Quel meraviglioso abbraccio tra Rivera e Riva, che sancì la vittoria dell’Italia sulla Germania per 4 a 3, non sarà soltanto il gol del secolo ma un simbolo indelebile che verrà ricordato anche al di fuori di un ovvio discorso calcistico

È stata definita la partita del secolo ma forse per tanti altri motivi, è stata e sarà una partita indimenticabile per bellezza, pathos, emozioni, il tutto incastonato in un periodo storico irripetibile. Non è di calcio, di gol, di fuorigioco o rigori che oggi voglio parlare.

Italia Germania ha ispirato film, racconti, pièce teatrali e nel suo appassionante susseguirsi di emozioni, raccontava una splendida epoca, un mondo che oggi non esiste più.

17 giugno 1970: sono passati esattamente cinquantacinque anni da quella semifinale Coppa Rimet, Italia Germania. I Mondiali si giocano in Messico, e saranno vinti meritatamente, in finale, dal Brasile di Pelè che sconfiggerà l’Italia 4-1. Telecronista Nando Martellini, tv bianco e nero, primo o secondo canale Rai, non c’era altra scelta.

Fonte: La Gazzetta dello Sport

L’ Italia attraversava ancora il terremoto politico-sociale del 68, aspri i conflitti e cambiamenti sociali, ma al di là delle tensioni, si respirava un’aria nuova, di mutamento e di evoluzione collettiva che hanno cambiato e marchiato per sempre l’Italia. In quegli anni la musica, la cultura, l’arte e la moda attraversarono cambiamenti radicali che riflettevano la variazione di atmosfera dilagante.

Anche i movimenti femministi presero slancio, promuovendo l’uguaglianza di genere e i diritti della donna.

Fonte: DINAMOpress

La politica in quell’epoca era gestita da governi di centro, targati Democrazia Cristiana. Leone, Rumor, Colombo, Andreotti, Moro in quel decennio si alternarono alla guida del governo, in anni molto difficili, costellati da forti tensioni sociali, lotte studentesche, manifestazioni di piazza e violenze che sfociarono nel tristi e lugubri “anni di piombo” che a lungo insanguinarono l’ Italia.

Fonte: Gazzetta Sarda

Eppure nonostante questo scenario, non privo di intricati nodi da sciogliere, si respirava un aria positiva e regnava un certo ottimismo che poi porterà il nostro Paese agli anni 80 e in parte ‘90, carichi di grande salute e benessere sociale.

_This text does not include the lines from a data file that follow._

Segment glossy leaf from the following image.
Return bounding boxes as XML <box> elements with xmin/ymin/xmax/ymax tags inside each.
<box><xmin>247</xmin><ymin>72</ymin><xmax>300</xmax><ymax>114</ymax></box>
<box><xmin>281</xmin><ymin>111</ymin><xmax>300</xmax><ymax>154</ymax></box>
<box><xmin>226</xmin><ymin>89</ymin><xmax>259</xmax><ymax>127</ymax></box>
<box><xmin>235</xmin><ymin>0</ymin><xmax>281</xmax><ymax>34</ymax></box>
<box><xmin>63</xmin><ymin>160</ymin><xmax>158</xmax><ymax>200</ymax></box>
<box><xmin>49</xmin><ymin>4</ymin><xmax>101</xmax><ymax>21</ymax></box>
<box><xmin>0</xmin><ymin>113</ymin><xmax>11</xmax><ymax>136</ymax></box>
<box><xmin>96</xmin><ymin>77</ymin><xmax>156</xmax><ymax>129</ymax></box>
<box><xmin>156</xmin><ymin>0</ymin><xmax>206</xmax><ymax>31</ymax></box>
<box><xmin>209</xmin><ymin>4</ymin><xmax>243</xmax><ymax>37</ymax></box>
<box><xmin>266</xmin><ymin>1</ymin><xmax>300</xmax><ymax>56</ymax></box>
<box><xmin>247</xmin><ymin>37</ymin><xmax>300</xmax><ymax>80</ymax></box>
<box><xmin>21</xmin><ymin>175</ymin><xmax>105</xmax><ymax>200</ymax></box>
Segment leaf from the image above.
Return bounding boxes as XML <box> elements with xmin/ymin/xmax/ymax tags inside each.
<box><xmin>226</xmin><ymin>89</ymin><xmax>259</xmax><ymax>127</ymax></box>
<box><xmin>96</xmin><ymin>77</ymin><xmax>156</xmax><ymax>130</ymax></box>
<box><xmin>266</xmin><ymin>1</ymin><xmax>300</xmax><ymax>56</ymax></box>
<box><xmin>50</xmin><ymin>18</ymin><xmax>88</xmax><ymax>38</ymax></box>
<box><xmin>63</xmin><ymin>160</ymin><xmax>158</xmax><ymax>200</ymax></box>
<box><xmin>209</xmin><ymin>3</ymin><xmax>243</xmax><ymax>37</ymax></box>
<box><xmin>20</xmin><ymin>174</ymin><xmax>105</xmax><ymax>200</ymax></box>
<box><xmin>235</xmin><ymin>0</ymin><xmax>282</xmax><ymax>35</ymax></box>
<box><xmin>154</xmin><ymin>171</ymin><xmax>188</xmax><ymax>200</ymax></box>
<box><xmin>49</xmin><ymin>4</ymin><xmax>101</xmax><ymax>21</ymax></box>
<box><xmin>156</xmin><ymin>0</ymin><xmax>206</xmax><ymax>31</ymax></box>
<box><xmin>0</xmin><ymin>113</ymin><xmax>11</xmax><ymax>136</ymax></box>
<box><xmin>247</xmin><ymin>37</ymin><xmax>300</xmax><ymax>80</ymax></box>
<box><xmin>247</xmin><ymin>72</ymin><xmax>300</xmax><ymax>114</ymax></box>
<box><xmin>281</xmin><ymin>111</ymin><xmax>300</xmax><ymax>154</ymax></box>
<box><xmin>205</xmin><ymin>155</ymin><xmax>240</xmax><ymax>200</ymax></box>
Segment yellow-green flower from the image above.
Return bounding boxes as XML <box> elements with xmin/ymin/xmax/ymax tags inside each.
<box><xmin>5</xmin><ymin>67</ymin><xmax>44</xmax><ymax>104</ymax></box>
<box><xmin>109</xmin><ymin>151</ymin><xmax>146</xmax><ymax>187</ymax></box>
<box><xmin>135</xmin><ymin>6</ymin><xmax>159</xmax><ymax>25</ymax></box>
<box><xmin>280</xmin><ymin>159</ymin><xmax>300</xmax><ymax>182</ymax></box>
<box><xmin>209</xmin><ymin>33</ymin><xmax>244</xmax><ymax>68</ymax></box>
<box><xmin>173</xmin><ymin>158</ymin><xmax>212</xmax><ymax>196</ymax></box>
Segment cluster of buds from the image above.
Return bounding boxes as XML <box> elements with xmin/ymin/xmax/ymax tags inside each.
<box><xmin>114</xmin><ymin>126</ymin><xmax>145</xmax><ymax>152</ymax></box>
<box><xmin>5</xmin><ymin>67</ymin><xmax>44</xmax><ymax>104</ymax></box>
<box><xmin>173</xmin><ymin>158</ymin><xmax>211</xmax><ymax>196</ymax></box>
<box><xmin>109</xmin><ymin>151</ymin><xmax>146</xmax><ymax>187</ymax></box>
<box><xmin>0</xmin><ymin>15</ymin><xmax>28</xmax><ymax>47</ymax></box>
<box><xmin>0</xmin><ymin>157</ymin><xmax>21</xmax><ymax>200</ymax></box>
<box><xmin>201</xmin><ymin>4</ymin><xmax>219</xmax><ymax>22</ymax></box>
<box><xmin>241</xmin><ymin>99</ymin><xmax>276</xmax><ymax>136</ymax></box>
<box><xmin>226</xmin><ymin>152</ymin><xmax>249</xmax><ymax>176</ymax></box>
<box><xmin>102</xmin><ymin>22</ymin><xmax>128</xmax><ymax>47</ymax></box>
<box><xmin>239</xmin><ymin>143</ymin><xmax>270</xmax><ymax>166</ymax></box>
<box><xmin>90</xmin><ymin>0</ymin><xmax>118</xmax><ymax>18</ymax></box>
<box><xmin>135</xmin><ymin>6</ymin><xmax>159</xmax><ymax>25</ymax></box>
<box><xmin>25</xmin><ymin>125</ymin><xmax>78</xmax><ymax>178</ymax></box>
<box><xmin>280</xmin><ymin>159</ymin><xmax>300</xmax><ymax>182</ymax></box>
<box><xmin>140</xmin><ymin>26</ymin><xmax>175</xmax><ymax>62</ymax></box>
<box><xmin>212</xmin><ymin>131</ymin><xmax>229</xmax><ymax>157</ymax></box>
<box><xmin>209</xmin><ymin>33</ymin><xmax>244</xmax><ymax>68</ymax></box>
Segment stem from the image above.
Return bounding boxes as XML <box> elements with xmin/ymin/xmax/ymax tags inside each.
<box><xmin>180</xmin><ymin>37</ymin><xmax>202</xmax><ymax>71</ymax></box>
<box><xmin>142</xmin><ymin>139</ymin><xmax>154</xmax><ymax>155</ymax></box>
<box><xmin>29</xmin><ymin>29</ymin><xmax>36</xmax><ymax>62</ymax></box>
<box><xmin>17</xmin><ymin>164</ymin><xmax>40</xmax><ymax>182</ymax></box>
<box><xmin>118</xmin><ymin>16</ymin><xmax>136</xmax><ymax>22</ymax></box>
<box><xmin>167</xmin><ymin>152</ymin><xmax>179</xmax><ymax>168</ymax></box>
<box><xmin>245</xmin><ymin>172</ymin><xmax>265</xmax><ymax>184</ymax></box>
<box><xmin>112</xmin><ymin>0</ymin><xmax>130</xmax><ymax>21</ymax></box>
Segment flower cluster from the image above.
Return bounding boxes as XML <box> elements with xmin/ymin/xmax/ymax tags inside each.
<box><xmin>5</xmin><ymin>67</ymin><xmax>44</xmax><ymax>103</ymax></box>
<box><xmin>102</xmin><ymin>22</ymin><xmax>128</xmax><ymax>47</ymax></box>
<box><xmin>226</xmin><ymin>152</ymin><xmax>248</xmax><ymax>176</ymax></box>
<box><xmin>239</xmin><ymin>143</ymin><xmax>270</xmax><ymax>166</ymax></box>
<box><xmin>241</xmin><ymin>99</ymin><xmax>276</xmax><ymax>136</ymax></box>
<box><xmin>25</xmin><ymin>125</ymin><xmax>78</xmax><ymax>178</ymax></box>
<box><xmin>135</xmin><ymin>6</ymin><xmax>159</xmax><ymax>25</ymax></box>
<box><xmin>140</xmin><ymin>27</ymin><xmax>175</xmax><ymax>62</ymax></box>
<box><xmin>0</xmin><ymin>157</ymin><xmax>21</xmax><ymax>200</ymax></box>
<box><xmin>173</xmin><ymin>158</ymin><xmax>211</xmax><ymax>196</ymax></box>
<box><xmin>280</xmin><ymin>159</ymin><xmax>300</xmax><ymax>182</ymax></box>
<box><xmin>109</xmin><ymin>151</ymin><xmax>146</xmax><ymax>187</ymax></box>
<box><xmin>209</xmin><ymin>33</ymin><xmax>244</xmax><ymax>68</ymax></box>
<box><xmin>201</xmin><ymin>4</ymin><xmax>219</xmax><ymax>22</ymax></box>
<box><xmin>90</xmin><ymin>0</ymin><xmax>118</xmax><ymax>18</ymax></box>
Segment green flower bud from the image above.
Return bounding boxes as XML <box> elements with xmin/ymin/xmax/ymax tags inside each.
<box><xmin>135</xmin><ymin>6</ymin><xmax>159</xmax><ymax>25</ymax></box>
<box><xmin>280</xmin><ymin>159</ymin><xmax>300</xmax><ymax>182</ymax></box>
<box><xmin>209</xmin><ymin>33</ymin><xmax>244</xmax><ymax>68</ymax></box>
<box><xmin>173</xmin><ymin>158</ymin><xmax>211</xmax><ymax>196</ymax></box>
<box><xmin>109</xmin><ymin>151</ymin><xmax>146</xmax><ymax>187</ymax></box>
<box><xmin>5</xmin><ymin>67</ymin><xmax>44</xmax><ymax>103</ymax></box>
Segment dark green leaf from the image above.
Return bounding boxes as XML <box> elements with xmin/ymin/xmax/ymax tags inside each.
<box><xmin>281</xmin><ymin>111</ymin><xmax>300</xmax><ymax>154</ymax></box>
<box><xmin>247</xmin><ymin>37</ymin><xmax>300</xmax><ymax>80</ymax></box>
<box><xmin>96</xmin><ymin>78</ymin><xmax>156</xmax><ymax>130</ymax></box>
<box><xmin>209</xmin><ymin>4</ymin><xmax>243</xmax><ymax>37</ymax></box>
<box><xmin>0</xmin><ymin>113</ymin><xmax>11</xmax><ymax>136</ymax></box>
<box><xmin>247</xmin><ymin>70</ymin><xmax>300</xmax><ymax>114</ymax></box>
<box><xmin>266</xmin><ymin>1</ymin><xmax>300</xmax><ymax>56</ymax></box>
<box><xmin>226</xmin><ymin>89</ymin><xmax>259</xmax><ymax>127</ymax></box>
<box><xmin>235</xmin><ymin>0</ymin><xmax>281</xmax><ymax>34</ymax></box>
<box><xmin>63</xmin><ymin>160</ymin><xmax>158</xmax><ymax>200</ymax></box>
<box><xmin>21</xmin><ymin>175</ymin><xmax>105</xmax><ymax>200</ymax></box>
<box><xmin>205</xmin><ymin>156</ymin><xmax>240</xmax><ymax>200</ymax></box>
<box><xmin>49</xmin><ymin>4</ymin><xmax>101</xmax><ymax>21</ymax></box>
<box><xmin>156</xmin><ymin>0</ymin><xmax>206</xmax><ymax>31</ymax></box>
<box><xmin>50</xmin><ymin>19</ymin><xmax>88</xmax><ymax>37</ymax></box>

Nel pianeta le guerre erano comunque lontane, a parte l’eterna polveriera del Medio Oriente e prevaleva la sensazione che i conflitti fossero in qualche maniera sotto controllo. Di quelle immagini sbiadite in bianco e nero, di quella Italia-Germania, che oggi hanno provato a rigenerare e a colorare con i moderni mezzi della tecnica, non è rimasto più nulla: stadi, calciatori, società e perfino il pubblico che seguiva nella maggioranza le partite dalle tribune, in giacca e cravatta.

Fonte: Roma Talk Radio

Ma soprattutto è cambiato tutto ma proprio tutto il contorno (e certamente non in meglio) che ha fatto di quegli anni dei tempi indimenticabili di crescita sociale e culturale per il nostro Paese. Fatico a trovare oggi, in questa “straripante” mediocrità che pervade il pianeta, personaggi che rimarranno scolpiti nella Storia.

Per questo credo che quel meraviglioso e naturale abbraccio tra Rivera e Riva, che sancì la vittoria dell’Italia sulla Germania per 4 a 3, non sarà soltanto il gol del secolo ma un simbolo indelebile che, in eterno, verrà ricordato anche al di fuori di un ovvio discorso calcistico.

Fonte: Maghweb

Italia Germania 4-3, non solo una partita!